A former judge of the Supreme Court, Justice Bhandari said that starvation deaths in newspapers and reports of wastage of food grains compelled the court to issue a notice to the central government and following hearing order the release of 10 million tonnes of food grains for the 150 poorest districts in India.

“Under supervision of former CJI, foodgrains were distributed.
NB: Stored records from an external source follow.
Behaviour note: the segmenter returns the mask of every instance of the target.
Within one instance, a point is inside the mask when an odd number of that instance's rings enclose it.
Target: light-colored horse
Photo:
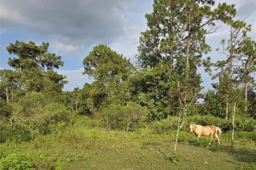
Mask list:
[[[198,142],[198,138],[202,136],[211,135],[211,141],[209,144],[212,142],[213,135],[217,138],[218,142],[220,144],[220,138],[221,136],[221,130],[220,128],[214,125],[211,126],[202,126],[197,124],[192,124],[189,126],[190,133],[194,133],[197,137],[197,141]],[[219,133],[219,137],[217,133]]]

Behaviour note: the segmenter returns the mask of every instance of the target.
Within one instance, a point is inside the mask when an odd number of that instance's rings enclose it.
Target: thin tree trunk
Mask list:
[[[186,52],[186,79],[185,82],[188,79],[188,75],[189,72],[189,46],[190,45],[190,13],[188,13],[188,40],[187,41],[187,52]]]
[[[6,92],[6,102],[9,102],[9,94],[8,92],[8,87],[6,86],[5,91]]]
[[[228,120],[228,99],[226,99],[226,120]]]
[[[176,152],[176,149],[177,148],[177,142],[178,142],[178,138],[179,137],[179,132],[180,132],[180,130],[182,127],[183,124],[185,122],[184,121],[182,122],[182,123],[180,126],[180,118],[181,117],[181,112],[180,113],[180,116],[179,117],[179,120],[178,121],[178,128],[177,128],[177,133],[176,134],[176,140],[175,140],[175,144],[174,144],[174,148],[173,149],[173,152],[172,154],[174,155]]]
[[[250,56],[249,57],[249,58],[247,60],[247,61],[246,61],[246,62],[245,63],[245,83],[244,83],[244,99],[245,99],[245,113],[247,113],[247,92],[248,92],[248,80],[247,80],[247,77],[248,77],[248,74],[249,74],[249,73],[248,73],[248,69],[249,68],[249,62],[251,60],[251,56]]]
[[[232,113],[232,137],[231,138],[230,152],[234,151],[234,134],[235,133],[235,114],[236,113],[236,102],[234,104],[234,110]]]
[[[245,113],[247,113],[247,92],[248,92],[248,82],[246,81],[244,83],[244,100],[245,101]]]

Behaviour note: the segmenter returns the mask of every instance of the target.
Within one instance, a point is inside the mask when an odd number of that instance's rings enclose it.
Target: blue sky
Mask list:
[[[215,1],[235,4],[236,19],[253,27],[250,36],[256,37],[255,0]],[[132,62],[135,61],[140,32],[147,29],[146,13],[153,11],[153,0],[2,0],[1,1],[0,68],[11,69],[7,62],[10,56],[5,48],[16,40],[37,44],[49,42],[49,51],[62,56],[64,66],[57,71],[69,81],[64,90],[82,88],[86,82],[83,75],[82,61],[94,46],[104,44]],[[228,27],[223,24],[206,38],[212,47],[212,61],[223,60],[215,49],[220,41],[228,38]],[[205,89],[212,82],[207,73],[199,69]]]

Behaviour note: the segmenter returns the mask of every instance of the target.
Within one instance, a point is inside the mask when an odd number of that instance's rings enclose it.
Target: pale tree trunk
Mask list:
[[[187,41],[187,52],[186,52],[186,79],[185,82],[187,82],[188,79],[188,74],[189,72],[189,46],[190,45],[190,13],[188,13],[188,40]]]
[[[247,79],[249,73],[248,73],[248,69],[249,68],[249,61],[251,60],[251,56],[249,56],[248,60],[246,61],[245,63],[245,82],[244,83],[244,99],[245,101],[245,113],[247,113],[247,92],[248,92],[248,80]]]
[[[178,121],[178,128],[177,128],[177,133],[176,134],[176,140],[175,140],[175,144],[174,144],[174,148],[173,149],[173,155],[174,155],[175,153],[176,152],[176,149],[177,148],[177,143],[178,143],[178,138],[179,137],[179,132],[180,132],[180,130],[181,129],[181,128],[183,126],[183,124],[185,122],[185,121],[183,121],[182,123],[180,126],[180,118],[181,117],[181,112],[180,112],[180,116],[179,117],[179,121]]]
[[[234,110],[232,113],[232,137],[231,138],[230,152],[234,151],[234,134],[235,133],[235,114],[236,113],[236,102],[234,104]]]
[[[248,82],[245,82],[244,83],[244,99],[245,101],[245,113],[247,113],[247,91],[248,91]]]
[[[226,120],[228,120],[228,99],[227,98],[226,103]]]
[[[9,94],[8,92],[8,87],[7,86],[6,87],[5,91],[6,92],[6,102],[9,102]]]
Perhaps starvation deaths were minimum in that year,” he said.

He also told the gathering how it was the court which made governments set up night shelters for the homeless, construct separate toilets for girls at schools, and install fire extinguishing equipment in all schools of the country.

Justice Dalveer Bhandari, who had served as Chief Justice of Bombay High Court till 2005, also underlined the relationship between law and morality identifying law as “a reflection of the morality of the society”.

“The society is entitled to demand that a judge must be a man of high integrity, honesty, moral vigour, ethical firmness, and impervious to corrupt and venal influences. Injustice anywhere is a threat to justice everywhere,” he said.

Paying tributes to Sathya Sai Baba, Justice Bhandari said that he found the spiritual teacher “an embodiment of wisdom, love and affection” from the personal interviews he had since his first visit in 1991.

Justice Bhandari cited the examples of Andrew Carnegie, the American businessman who donated money for the building which houses the International Court of Justice, and Nobel Peace laureate Dr Albert Schweitzer, who left his established medical practise in the US to work for the poor in Africa.

Before Justice Bhandari’s address, Chief Justice of India Dipak Misra elucidated on how dharma sustains society and maintains social order, besides ensuring well-being and progress of humanity.

“Dharma is a concept that cannot be adequately translated in English or any other language. It sustains society, maintains social order and ensures well-being, besides progress of humanity,” Justice Misra said after inaugurating the conference.

Read More: Dharma ensures progress of humanity, sustains society, says Chief Justice Dipak Misra

Among other dignitaries, present on the occasion were Supreme Court judge Justice NV Ramana, Andhra Pradesh High Court Chief Justice TBN Radhakrishnan, former apex court judge and NCLAT chairperson SJ Mukhopadhaya.

The conference to discuss the importance of human values in legal profession was also attended by members of legal fraternity and students.